Child development basically is any transition in human beings between birth and the end of maturity. It is progressive and is bound to affect the next change or preceding development of a child. Child development may be as a result of many factors including; getting educated, environmental factors and the completion of adolescence. They are many development times in a child before being an adolescent. (Feldman, 2012, pg 67) A child is referred to as a new born between the first 4 weeks of childhood, an infant between 4 weeks and 1 year, a toddler up to 3 years, a preschooler 4-6 years, school aged child 6-13 and an adolescent as from 13 years up to 19 years.
There are many factors that lead to proper child development; parents being one of the many factors, the parents hence play a key role. They help the child to blend socially, academically and reach development wholly. A child is also supposed to receive good care for any chance of proper development which should be the case in order to reach full development. There are so many theories that define child development, such a theory is the ecological systems theory brought up by Urie Branfenbreener who based his postulates on four systems .These were Microsystems, Ecosystem, Macrosystem and Mesosystem .The systems clearly give directives on development. (Feldman, 2012, pg 87)
Jean Piaget a Swiss scholar also developed a theory solely on animals.
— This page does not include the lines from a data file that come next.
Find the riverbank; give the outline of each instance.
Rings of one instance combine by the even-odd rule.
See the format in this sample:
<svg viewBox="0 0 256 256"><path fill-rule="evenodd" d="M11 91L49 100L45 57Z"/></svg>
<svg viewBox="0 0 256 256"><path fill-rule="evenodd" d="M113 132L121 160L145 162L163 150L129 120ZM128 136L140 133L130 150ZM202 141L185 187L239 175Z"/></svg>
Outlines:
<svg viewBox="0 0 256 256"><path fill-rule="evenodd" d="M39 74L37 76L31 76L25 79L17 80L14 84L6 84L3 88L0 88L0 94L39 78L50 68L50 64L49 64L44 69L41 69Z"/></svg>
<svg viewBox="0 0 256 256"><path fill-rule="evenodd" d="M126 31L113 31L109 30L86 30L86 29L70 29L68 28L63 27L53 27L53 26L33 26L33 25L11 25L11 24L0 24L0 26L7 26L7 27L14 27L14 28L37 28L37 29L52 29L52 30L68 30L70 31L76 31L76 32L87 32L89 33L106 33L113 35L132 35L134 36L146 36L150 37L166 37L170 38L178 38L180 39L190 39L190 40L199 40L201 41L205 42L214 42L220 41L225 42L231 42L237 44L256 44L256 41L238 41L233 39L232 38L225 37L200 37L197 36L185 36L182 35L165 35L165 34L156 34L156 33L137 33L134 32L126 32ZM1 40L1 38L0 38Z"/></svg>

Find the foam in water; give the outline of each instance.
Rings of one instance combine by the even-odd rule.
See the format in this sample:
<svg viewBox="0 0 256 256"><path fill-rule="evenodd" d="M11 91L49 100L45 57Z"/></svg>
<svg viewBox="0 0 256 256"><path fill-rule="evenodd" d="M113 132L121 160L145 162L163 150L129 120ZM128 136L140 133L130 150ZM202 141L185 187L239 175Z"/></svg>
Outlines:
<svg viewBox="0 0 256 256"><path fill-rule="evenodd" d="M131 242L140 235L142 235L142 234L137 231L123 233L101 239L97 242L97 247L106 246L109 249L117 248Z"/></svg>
He came up with stages which include the sensorimotor stage, preoperational stage, concrete stage, formal operations stage which is the last stage. During the sensorimotor stage the child is able to perceive the unseen .At the preoperational stage children explicate their surrounding using symbols of the mind such as words and images.
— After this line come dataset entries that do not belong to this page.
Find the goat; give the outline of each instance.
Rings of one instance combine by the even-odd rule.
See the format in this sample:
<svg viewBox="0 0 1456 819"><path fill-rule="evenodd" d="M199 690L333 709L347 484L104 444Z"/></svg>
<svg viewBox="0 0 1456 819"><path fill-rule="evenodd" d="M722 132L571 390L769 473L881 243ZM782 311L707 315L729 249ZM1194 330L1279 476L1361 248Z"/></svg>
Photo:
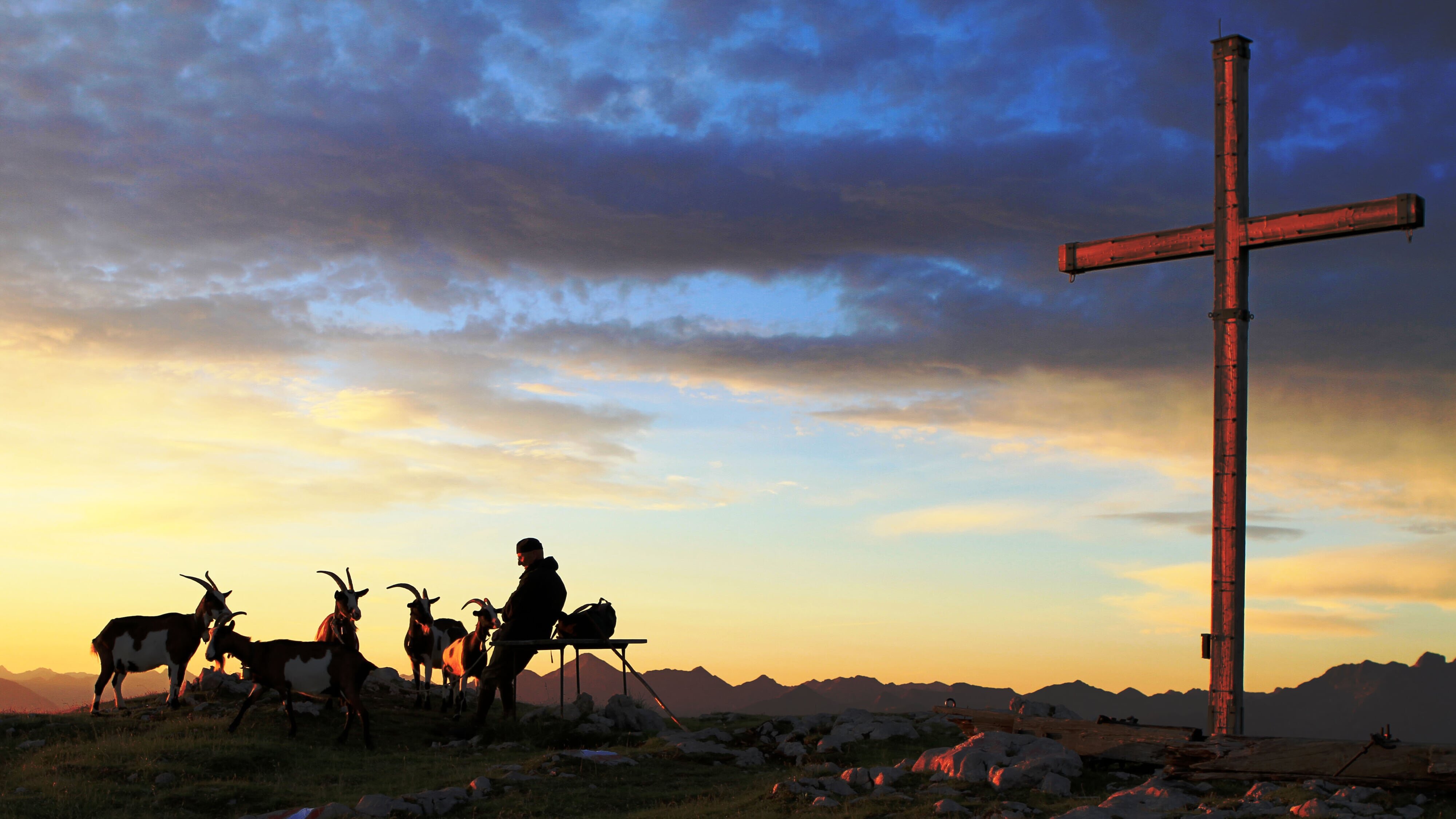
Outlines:
<svg viewBox="0 0 1456 819"><path fill-rule="evenodd" d="M197 653L198 643L207 637L207 627L232 616L227 608L227 596L232 592L218 589L211 574L204 571L202 576L207 577L205 581L191 574L179 576L207 589L195 612L118 616L92 640L92 654L100 659L92 714L100 713L100 692L106 688L108 679L116 697L116 710L121 711L125 708L121 700L121 681L131 672L149 672L162 665L167 666L166 704L172 708L179 705L178 697L186 665Z"/></svg>
<svg viewBox="0 0 1456 819"><path fill-rule="evenodd" d="M425 589L424 595L409 583L395 583L390 589L406 589L415 596L409 602L409 628L405 631L405 654L409 656L409 665L415 672L415 708L421 705L425 708L430 707L431 669L440 669L440 682L446 686L440 710L444 711L454 700L454 688L450 672L444 670L441 663L446 647L467 634L464 624L459 619L435 619L430 614L430 603L438 603L440 597L431 597L430 589ZM419 666L425 666L425 691L422 695L419 692Z"/></svg>
<svg viewBox="0 0 1456 819"><path fill-rule="evenodd" d="M441 666L444 672L450 672L456 678L456 716L464 711L464 683L469 678L480 678L485 670L485 659L488 650L488 638L491 637L491 630L501 625L501 618L495 614L495 606L491 605L489 597L472 597L466 600L464 606L470 603L480 603L480 608L470 612L475 615L475 631L466 634L464 637L451 643L444 656L441 657ZM462 609L464 606L460 606ZM480 710L480 704L476 704L476 711Z"/></svg>
<svg viewBox="0 0 1456 819"><path fill-rule="evenodd" d="M339 584L339 590L333 593L333 614L323 618L319 624L319 632L314 634L313 640L316 643L339 643L360 650L360 628L354 625L361 616L360 612L360 597L368 595L368 589L361 592L354 590L354 576L349 574L348 567L344 568L344 574L348 576L349 584L345 586L344 580L332 571L319 570L319 574L328 574Z"/></svg>
<svg viewBox="0 0 1456 819"><path fill-rule="evenodd" d="M218 622L213 628L213 638L207 644L207 659L218 660L223 654L237 657L240 663L252 669L253 688L243 700L243 705L227 726L227 733L237 730L243 721L243 714L255 700L268 688L282 695L284 710L288 713L288 736L297 736L298 723L293 714L293 692L338 695L344 700L347 711L344 717L344 732L338 740L342 743L349 736L354 724L354 714L364 723L364 748L374 749L374 737L368 733L368 710L364 708L361 691L364 681L377 666L364 659L355 648L338 643L306 643L303 640L262 640L253 643L250 638L237 634L233 619L248 612L237 612Z"/></svg>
With this the child is able to apply them in their childish endeavors assuming that they know better and very well as compared to other people. They tend to display ego mostly and knowing more than most people .The concrete stage shows how children begin to think differently and bear a sense of mind. They are able to make it out of situations just by putting their mind to it.
The formal operations is the final stage which depicts children as beings able to relate very well and have the clear indication of things that happen or are to happen. This however also means that the child creates a sought of feeling of superiority to most people at times thinking that maybe he/she is at the peak and above the rest which is not the case. Vygotsky based his theory on the society’s role in developing the child. The child first grows then is able to relate with other people at large. With the help of an adult the child is able to grow and learn for example using rhymes or by certain movements such as tapping.
John Bowlby came with the attachment theory but Mary Ainsworth improved it. It clearly depicts that the strong ties or bonds between a child and a guardian, a child and a parent, a child and the one looking after the child helps with the growth of the child. Eric Erickson developed a theory to the aspect of child development too. (Demick & Andreoletti, pg 82, 2014) This include trust vs. mistrust (infant),Autonomy vs. shame (toddlerhood),Initiative vs. guilt (preschooler),Industry vs. inferiority (young adolescent),Identity vs. role confusion (adolescent),Intimacy vs. isolation (young adulthood), Generativity vs. stagnation (middle adulthood),Ego integrity vs. despair (old age).
Other theories include behavioral theory as well as the psychosexual theory .The stages needed to be fully complete for the preceding one to take course basing it also on the libido in a particular place or different places. (Demick & Andreoletti, pg 85, 2014) The theory has similarities with Bowlby’s theory of attachment and the study of motor development .It helps to relate developments together and to create assertiveness and perception to things.
A different theory known as the “core knowledge perspective” is based on certain domains very important to development which include; physical ,linguistic, numerical, psychological and biological. The main cause of growth is mainly genetic or as a result of the immediate environment. Genetic factors have a great influence on the cell, the diet required, development of the brain too and its growth basically. Certain experiments show that organisms are able to survive with a small change in the environment too or when exposed to environments of slight variation.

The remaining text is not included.